Memorably “Imperfect”

An interview with composer Giorgio Battistelli

by Ludovica Rossi PURINI

Giorgio Battistelli is an award-winning composer of classical music, opera and musical theater, performed by such greats as Riccardo Muti, Antonio Pappano, Lorin Maazel, Daniele Gatti, Daniel Harding, Ádám Fischer and others. Recipient of the prestigious Commentatore dell’Ordine al merito of the Italian Republic, Battistelli has vast experience in the most prestigious musical institutions worldwide. His newest opera is set to premiere at the Teatro della Scala, Milan in 2015. The following interview took place in Rome on September 13, 2013.

LUDOVICA ROSSI PURINI: This year, 200 years after the birth of Giuseppe Verdi, the whole world joins Italy in paying tribute to the greatness of the famous composer from the human, political and cultural standpoint. Thousands of operas, films and documentaries, exhibitions, conferences and books celebrate the great musical genius, his enduring fascination to the listener and the universality of the values that animate his work. What more can be done to celebrate this event?

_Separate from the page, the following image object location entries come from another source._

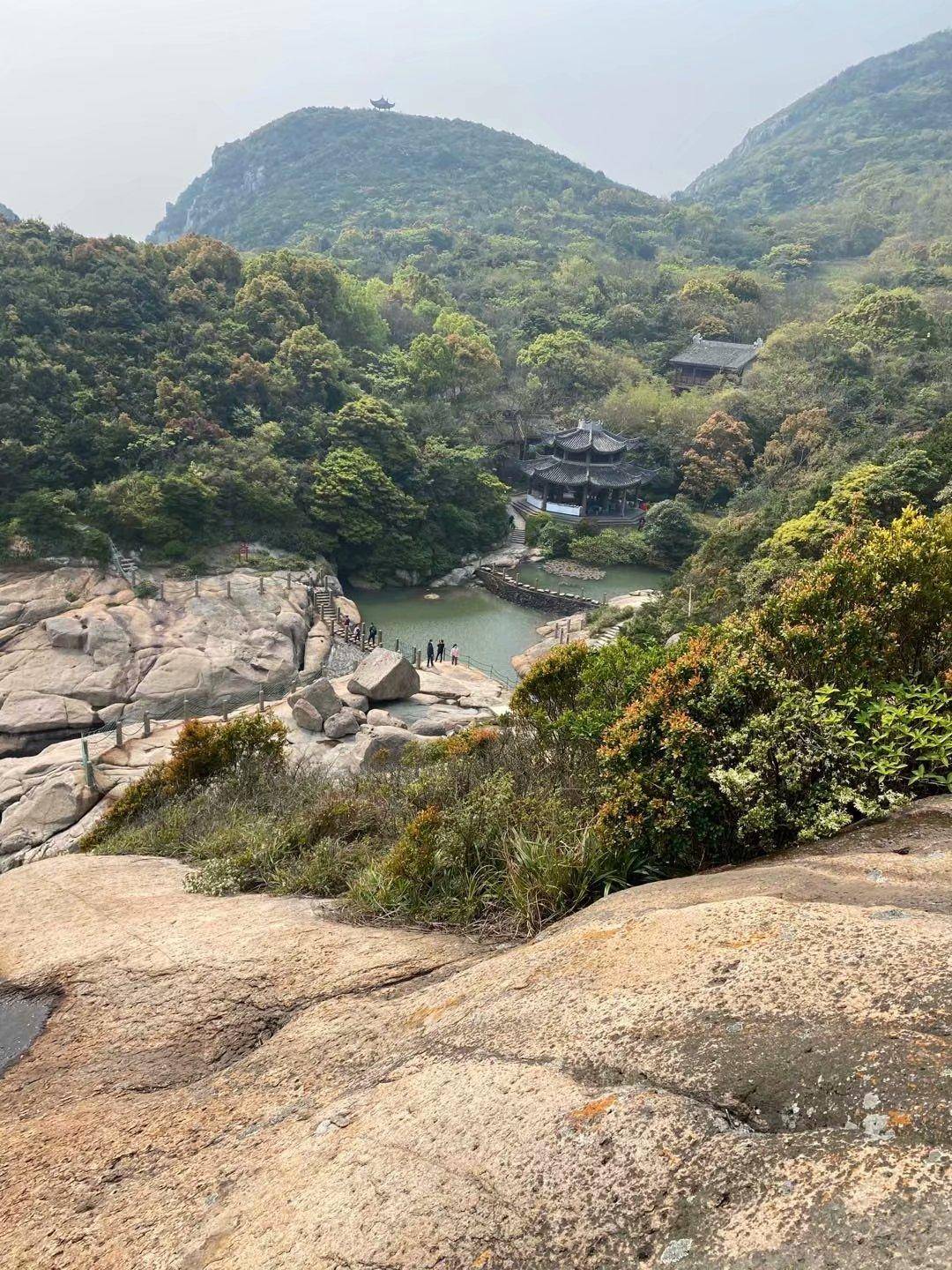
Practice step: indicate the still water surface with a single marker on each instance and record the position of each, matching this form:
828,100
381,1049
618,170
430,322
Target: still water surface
489,630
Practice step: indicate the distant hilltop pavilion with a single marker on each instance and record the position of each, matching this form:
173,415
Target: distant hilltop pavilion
585,473
703,358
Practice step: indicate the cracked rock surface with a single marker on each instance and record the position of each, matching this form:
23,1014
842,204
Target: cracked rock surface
77,644
747,1068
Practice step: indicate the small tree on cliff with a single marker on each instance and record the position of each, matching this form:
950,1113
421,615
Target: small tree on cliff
718,460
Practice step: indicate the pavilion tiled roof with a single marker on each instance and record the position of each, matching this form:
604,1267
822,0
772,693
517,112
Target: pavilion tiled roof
560,471
589,435
718,355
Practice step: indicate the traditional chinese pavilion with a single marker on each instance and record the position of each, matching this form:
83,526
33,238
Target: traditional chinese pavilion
703,358
587,473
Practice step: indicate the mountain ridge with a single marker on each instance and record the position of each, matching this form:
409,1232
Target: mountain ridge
891,109
328,168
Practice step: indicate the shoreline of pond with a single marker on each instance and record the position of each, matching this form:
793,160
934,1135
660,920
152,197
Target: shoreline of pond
489,630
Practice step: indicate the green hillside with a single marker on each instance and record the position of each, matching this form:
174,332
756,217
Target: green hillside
320,170
866,132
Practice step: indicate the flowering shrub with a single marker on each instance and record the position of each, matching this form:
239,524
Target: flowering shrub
782,725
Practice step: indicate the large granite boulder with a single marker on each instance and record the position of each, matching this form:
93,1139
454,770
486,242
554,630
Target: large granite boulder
320,695
81,634
306,716
344,723
368,751
383,719
740,1071
65,631
45,810
385,676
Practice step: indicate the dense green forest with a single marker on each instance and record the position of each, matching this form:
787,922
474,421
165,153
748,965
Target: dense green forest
176,398
414,292
322,170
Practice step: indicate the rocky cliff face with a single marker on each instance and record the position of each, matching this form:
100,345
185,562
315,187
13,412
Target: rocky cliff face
733,1071
78,648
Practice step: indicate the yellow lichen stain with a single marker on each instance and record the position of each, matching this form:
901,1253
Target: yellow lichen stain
899,1119
591,1113
427,1013
749,940
593,937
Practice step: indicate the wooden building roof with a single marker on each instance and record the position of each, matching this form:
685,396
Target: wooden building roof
718,355
560,471
589,435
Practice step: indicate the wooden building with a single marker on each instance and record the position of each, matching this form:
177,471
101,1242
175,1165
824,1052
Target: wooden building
587,473
703,358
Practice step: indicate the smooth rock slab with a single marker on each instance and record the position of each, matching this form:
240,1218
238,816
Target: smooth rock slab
320,695
245,1084
41,712
383,719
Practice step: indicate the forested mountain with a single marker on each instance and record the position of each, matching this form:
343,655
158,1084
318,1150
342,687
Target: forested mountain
879,136
176,398
320,170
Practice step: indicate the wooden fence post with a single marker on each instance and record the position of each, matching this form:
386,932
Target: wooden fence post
86,765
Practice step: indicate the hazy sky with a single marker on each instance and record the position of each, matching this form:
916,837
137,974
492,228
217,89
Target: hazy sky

GIORGIO BATTISTELLI : The calendar of events is definitely very dense but certainly this anniversary could be the occasion for some important reflections on contemporary opera. Verdi represents a milestone in the history of opera and its modernity lies in its eclectic dramatical size. A country like Italy, so deeply and diversely layered, currently produces a wide operatic variety that has changed considerably from what it was at the time of Giuseppe Verdi. This event can provide the setting for its in-depth analysis.

LRP: Why have various definitions changed opera?

GB: New forms of media, television, cinema, etc., have significantly changed the relationship between the eye and ear in favor of a clear predominance of the eye. What we see is more important than what we hear. This different sensory dialectic is not always positive when it comes to melodrama as there is a risk that the work itself will become the pretext of the opera, where the focus shifts more to size than the spectacular musical score.

LRP: Maestro, as a composer you have produced more than thirty works and next year will debut your new opera CO2 at the Teatro alla Scala in Milan, under the direction of Robert Carsen. How do you think this complex issue of sensory dialectics, the relationship between the visual narrative and musical language, can be resolved?

GB: You absolutely must avoid devising the work in such a way that it becomes hypertrophic visual signals, since this inevitably departs from the ability to properly listen, to hear. Moreover, while the visual element is stable, music transports you through time and its flow and so is more difficult to follow in its development. Just thinking about the representation of Verdi’s operas, I remember in particular the Fura dels Baus Aida at the Arena di Verona and one of Zeffirelli’s in Parma, the latter transformed to a chamber-music perspective, in which the relationship between visual narrative and musical language was perfectly balanced and Verdi’s great music was never lost.

LRP: Verdi is being celebrated not only in Italy but throughout the world. How do you explain the international appeal of this fascinating composer?

GB: Giuseppe Verdi was a composer who knew how to create a true osmosis between the articulation of well-defined and universally recognizable narrative aspects, and music that not only emphasizes but conceptualizes them. The music’s performance is always understandable and narratively consistent. Without wishing to be provocative, I could define Verdi as “an imperfect composer” where sometimes perfection in the scores of the harmonic language is sacrificed in order to maximize appearance and dramatic narrative. But this imperfection, in my opinion, is what made him the great operatic composer still loved around the world.

 


Ludovica Rossi Purini is a Columnist for the Italian Journal.